Voilà pourquoi elle préférait se tenir loin de sa vie. Voilà pourquoi elle s'isolait et ne voyait que deux personnes qui comprendraient s'il arrivait quelque chose. Cassiopeia était à bout et venir ici avait été une très mauvaise idée. Pollux porta sa main à son nez et fixa le sang qui coulait sur ses doigt avec horreur. Elle aurait voulu l'aider, lui apporter un mouchoir, quelque chose, mais elle demeurait paralysée.
Elle faisait du mal avec tant de facilité.
-Comment as-tu fait ça ?
Il n'y avait plus d'air dans ses poumons. Cassiopeia secoua la tête. Elle ne répondrait pas à cette question. Parce que décrire à voix haute le processus de destruction de la Mortemencia rendrait les choses beaucoup plus réelles.
-Je ne sais pas, se contenta-t-elle de dire.
Il se redressa, essuyant avec véhémence le liquide pourpre qui s'était déjà arrêté de couler. C'était une hémorrage artificielle. Rien de grave.
Néanmoins, elle aurait pu le tuer.
Mais tu ne sais pas encore tuer. Attends encore un peu. Ça viendra.
-Si tu sais. Tu ne veux pas le dire, c'est tout.
-Pollux, je...
-C'est bon. J'espère que tu profites bien d'être avec lui.
En quelques pas, il avait fui. Cassiopeia se retrouva seule dans le long couloir sombre. Et alors, son vide s'élargit. Ses bords craquelèrent, ils s'effondrèrent. Elle agrippa ses mains à son ventre et laissa échapper un sanglot. Voilà ce qu'elle savait faire de mieux. Propager la souffrance. Bientôt, ce serait la mort qu'elle lancerait aussi facilement qu'une balle. Celui qui l'attraperait tomberait.

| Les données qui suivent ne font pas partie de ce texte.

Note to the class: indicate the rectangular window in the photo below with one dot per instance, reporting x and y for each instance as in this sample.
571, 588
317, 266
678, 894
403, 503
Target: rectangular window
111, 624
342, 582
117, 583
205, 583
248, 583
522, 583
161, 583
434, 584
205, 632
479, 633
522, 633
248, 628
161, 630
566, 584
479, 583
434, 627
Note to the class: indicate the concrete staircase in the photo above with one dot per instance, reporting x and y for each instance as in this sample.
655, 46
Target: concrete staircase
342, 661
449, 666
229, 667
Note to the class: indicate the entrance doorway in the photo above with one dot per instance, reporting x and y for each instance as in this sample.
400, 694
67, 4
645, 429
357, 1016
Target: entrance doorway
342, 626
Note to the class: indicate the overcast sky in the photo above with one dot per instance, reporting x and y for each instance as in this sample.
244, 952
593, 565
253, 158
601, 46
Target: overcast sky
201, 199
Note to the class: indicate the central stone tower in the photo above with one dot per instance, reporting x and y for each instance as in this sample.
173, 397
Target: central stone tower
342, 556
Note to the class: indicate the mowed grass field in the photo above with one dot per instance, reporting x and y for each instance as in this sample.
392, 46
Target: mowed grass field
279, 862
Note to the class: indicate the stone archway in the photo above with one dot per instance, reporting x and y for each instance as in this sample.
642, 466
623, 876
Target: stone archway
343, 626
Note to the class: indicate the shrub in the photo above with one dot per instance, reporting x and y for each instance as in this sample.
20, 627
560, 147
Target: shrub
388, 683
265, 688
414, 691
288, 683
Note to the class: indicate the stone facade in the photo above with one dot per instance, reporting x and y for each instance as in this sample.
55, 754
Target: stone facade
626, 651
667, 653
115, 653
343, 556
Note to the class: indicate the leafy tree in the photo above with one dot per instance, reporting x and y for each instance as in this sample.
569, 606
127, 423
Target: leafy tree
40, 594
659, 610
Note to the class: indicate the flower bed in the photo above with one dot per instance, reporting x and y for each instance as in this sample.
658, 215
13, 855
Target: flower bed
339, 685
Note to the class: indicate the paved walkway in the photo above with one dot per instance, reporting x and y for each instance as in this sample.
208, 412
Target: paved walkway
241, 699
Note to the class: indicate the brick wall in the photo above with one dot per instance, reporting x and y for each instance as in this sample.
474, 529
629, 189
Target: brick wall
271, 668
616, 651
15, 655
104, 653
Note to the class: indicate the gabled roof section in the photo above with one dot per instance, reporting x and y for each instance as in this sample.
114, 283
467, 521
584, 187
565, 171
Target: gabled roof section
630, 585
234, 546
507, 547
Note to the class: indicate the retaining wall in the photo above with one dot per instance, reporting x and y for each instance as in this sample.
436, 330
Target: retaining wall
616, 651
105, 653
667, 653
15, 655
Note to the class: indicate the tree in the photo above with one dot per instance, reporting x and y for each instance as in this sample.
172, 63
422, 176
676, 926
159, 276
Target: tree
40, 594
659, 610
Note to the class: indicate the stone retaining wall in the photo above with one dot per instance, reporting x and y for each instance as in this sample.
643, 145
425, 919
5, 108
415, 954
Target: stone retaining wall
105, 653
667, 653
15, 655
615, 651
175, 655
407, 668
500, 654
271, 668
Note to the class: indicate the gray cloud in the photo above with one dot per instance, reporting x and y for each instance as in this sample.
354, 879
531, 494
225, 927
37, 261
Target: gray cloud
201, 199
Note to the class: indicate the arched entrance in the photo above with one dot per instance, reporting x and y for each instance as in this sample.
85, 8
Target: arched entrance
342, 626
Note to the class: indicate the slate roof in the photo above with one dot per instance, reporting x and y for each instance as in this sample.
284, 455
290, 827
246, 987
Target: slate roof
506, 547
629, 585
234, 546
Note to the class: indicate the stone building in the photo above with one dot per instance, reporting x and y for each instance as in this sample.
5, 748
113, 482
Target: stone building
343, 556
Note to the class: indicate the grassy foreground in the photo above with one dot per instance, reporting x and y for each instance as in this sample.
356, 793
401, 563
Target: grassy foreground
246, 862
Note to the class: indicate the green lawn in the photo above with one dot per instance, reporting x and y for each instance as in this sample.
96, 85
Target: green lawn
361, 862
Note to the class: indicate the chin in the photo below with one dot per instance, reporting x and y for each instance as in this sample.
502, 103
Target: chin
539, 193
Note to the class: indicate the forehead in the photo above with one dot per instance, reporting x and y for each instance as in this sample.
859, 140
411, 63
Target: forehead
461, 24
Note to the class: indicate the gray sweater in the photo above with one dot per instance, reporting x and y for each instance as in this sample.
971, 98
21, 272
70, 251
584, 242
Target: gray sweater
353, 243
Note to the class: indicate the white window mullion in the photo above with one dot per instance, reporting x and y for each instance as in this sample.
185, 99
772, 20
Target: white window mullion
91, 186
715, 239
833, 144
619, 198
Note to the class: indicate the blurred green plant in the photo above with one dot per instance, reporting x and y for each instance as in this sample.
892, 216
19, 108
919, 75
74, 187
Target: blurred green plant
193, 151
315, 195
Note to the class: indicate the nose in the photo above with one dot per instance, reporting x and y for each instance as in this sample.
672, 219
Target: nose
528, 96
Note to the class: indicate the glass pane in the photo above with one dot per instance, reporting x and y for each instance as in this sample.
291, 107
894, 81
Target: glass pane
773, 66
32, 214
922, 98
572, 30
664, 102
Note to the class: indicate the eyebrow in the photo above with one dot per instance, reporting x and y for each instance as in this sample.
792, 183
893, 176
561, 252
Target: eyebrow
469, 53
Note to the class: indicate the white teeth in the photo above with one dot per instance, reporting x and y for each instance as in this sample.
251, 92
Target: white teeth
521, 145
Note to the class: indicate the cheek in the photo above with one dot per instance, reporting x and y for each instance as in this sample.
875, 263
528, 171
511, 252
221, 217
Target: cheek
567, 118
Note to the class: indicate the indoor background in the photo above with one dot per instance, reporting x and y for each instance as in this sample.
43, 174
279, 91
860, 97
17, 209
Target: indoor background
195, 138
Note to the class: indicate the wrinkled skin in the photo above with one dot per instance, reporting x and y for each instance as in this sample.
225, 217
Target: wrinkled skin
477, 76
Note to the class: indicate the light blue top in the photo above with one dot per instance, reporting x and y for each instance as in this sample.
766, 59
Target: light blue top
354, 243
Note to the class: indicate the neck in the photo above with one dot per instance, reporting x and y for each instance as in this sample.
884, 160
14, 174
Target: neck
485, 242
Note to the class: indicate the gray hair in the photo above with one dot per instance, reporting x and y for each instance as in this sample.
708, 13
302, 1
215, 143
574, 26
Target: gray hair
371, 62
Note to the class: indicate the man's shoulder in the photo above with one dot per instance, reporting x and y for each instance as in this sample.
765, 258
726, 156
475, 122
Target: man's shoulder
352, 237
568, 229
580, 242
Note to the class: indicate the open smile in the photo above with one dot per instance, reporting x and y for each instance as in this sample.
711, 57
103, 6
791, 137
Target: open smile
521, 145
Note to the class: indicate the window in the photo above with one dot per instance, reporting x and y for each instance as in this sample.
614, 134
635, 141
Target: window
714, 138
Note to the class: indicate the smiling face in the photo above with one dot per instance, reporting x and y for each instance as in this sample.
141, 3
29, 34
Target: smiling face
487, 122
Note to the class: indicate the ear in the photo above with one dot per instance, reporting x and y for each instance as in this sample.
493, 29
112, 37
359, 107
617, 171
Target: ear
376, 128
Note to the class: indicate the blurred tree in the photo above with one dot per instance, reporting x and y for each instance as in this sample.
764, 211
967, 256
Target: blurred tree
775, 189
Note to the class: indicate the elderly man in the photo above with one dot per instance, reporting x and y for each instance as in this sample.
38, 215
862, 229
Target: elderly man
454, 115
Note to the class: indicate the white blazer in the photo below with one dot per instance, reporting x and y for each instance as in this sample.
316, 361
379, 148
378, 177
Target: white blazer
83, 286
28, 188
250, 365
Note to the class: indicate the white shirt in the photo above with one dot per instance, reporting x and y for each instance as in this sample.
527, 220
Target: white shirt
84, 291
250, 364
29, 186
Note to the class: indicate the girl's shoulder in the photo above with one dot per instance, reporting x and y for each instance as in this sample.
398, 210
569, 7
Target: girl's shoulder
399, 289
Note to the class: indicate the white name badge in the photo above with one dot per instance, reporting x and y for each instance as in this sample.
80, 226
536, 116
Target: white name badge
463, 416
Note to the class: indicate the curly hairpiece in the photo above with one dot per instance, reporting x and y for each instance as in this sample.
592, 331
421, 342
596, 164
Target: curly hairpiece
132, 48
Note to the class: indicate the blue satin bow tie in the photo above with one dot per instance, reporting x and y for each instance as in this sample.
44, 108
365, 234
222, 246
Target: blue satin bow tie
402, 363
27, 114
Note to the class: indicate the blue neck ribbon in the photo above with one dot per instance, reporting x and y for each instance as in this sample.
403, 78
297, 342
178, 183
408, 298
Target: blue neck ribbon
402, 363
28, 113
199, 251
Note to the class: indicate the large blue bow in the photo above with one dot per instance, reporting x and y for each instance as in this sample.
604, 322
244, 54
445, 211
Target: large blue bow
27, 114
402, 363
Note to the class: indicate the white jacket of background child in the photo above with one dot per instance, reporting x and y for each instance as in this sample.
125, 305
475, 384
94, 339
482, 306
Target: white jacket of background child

Tout cette situation pouvait être comique si on la voyait de loin. Elle qui craignait la mort, voilà qu'elle sentait sa présence dans son ombre.
Cassiopeia respira profondément, balayant ses pensées d'un revers de la main imaginaire. C'était fini. Ça allait bien se passer. Elle devait rester forte, maîtresse d'elle-même.
Elle essuya ses larmes et réarrangea sa coiffure.
Elle était fin prête pour ce maudit dîner familial.